起こしてくれた人に話を聞くと、その方もキャンプに来ていて、朝の散歩をしていると私が倒れていたという。
「こんなとこで何してたの?怪我は?」
「だ、大丈夫です…すいません…」
混乱している私を見て、
「大丈夫?とりあえず、そこ危ないからもっとこっちに来な」
後ろを振り向くと、数メートル先は崖になっていた。
地面を這いながら、その場から離れ、その方と一緒に自分達のテントに向かうことに。
周りを見渡すと、全く見たことのない野原。
トイレもない。テントもない。キャンプ施設もない。
しばらくすると、自分達のテントが目に入り、
「あれです!」
そう指さすと、自ずと歩くスピードが速くなった。
テントに着くと、
「お前!どこ行ってたんだよ!」
「すげー心配したぞ!電話も出ないし!」
私は簡単に出来事を話をし、
「この人に助けられたんだ。」
「この人?」
「誰もいないじゃん。

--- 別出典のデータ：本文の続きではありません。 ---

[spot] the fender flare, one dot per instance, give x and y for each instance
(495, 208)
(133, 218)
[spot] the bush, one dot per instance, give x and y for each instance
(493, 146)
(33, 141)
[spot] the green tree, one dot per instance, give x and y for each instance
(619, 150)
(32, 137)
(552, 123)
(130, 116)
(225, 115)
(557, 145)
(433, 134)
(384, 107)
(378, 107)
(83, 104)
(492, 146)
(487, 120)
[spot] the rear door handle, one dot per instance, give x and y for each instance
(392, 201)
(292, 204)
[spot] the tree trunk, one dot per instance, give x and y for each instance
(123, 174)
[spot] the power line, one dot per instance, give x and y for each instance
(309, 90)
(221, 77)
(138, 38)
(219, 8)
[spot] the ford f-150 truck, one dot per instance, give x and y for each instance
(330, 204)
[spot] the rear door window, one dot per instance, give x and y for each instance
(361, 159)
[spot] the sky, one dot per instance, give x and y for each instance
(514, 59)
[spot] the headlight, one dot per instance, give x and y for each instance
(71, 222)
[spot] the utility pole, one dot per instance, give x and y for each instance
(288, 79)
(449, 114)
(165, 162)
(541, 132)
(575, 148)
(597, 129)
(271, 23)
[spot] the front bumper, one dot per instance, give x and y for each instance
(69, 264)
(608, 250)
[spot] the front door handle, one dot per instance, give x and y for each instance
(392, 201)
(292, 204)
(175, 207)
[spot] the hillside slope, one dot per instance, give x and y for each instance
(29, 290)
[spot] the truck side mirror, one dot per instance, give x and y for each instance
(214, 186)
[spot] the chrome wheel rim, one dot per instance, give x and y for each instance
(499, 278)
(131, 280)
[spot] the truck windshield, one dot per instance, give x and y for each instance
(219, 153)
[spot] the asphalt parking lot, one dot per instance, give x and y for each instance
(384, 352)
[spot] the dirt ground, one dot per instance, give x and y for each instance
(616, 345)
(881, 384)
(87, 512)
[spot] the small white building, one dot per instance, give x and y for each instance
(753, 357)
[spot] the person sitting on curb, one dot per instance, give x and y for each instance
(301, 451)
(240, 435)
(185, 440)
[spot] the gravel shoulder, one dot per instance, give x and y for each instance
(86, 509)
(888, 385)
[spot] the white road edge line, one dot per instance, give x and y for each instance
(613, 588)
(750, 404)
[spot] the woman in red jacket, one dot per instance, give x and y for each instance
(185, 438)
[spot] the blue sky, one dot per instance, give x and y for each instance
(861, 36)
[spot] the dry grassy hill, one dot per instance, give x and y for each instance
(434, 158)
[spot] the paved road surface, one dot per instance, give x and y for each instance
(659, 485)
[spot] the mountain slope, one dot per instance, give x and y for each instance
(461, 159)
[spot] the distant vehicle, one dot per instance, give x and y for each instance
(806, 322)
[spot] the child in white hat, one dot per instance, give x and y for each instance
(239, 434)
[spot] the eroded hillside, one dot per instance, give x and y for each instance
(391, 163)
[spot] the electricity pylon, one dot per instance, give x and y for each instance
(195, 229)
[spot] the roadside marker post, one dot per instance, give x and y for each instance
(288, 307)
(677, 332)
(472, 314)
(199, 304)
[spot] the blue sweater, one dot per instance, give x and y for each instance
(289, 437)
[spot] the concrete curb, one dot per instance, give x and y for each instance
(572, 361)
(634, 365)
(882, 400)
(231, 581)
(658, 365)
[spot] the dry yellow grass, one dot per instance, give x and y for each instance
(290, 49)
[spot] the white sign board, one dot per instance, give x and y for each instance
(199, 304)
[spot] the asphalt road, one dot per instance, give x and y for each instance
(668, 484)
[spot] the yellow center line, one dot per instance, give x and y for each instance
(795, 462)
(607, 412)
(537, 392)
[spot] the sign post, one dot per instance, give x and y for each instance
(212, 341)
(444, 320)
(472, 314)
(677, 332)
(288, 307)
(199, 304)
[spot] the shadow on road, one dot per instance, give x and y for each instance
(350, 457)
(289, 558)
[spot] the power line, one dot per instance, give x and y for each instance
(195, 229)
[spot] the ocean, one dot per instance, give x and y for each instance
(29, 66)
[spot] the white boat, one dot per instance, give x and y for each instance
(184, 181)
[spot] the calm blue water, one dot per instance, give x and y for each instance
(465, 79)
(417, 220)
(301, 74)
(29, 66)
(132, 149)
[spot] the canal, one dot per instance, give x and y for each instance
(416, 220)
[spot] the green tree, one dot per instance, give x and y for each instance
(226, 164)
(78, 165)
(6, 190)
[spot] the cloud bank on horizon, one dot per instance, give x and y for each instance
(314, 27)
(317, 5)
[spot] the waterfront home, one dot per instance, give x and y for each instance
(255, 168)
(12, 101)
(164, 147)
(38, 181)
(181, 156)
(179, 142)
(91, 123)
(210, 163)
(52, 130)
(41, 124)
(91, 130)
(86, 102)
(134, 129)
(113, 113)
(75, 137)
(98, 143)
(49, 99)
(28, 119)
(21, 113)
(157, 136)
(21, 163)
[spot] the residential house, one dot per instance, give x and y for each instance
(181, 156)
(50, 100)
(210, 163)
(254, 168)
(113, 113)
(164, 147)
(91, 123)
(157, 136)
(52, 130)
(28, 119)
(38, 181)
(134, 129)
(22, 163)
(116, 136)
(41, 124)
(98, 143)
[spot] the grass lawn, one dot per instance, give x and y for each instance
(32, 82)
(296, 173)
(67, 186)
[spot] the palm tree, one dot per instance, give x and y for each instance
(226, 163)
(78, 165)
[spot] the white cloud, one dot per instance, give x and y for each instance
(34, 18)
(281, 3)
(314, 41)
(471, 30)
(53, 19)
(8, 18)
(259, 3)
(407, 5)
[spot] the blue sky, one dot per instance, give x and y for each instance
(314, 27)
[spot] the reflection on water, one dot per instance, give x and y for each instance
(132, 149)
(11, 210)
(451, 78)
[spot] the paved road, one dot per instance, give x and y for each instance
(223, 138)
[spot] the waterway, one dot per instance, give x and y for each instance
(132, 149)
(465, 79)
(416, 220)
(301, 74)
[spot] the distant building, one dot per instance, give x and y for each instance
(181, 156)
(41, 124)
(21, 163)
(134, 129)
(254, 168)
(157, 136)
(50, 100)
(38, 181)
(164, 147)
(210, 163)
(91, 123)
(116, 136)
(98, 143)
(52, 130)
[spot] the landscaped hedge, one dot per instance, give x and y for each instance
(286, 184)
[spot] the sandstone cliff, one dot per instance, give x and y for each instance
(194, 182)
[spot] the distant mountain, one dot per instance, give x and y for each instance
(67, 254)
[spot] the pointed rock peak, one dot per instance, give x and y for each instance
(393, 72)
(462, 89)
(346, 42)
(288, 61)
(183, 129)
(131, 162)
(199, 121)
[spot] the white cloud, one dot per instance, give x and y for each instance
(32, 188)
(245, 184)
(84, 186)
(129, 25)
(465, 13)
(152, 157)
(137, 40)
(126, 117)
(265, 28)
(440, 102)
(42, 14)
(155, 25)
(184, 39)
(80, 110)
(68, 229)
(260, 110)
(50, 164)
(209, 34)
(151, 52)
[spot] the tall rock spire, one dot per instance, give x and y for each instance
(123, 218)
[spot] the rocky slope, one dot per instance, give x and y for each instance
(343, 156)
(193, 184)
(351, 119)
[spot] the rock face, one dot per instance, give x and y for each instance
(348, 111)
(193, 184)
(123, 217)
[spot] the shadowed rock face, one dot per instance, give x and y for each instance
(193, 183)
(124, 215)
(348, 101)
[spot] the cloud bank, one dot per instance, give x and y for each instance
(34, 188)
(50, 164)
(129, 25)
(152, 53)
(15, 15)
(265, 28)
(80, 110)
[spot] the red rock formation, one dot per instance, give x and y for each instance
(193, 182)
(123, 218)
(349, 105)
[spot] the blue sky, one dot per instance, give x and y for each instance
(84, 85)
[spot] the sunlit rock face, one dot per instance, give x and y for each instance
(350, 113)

まだボケてんのか!」
後ろを振り返ると一緒歩いてきた人がいなくなっていた。
その後、分かったことだが、私達がキャンプをしていた場所は本来キャンプ禁止区域だった。
正式な場所には多くの利用客がいたそうだ。
そして、もう一つ。
私がトイレを探しに行っていた最中、テント内には3人いたそうだ。
私がトイレに行ったことを他の2人は知らなかった。そこにいたもう1人が誰なのかは未だにわからない。
霧がかかっており、場所を間違えた私達のミスが引き起こした恐怖体験。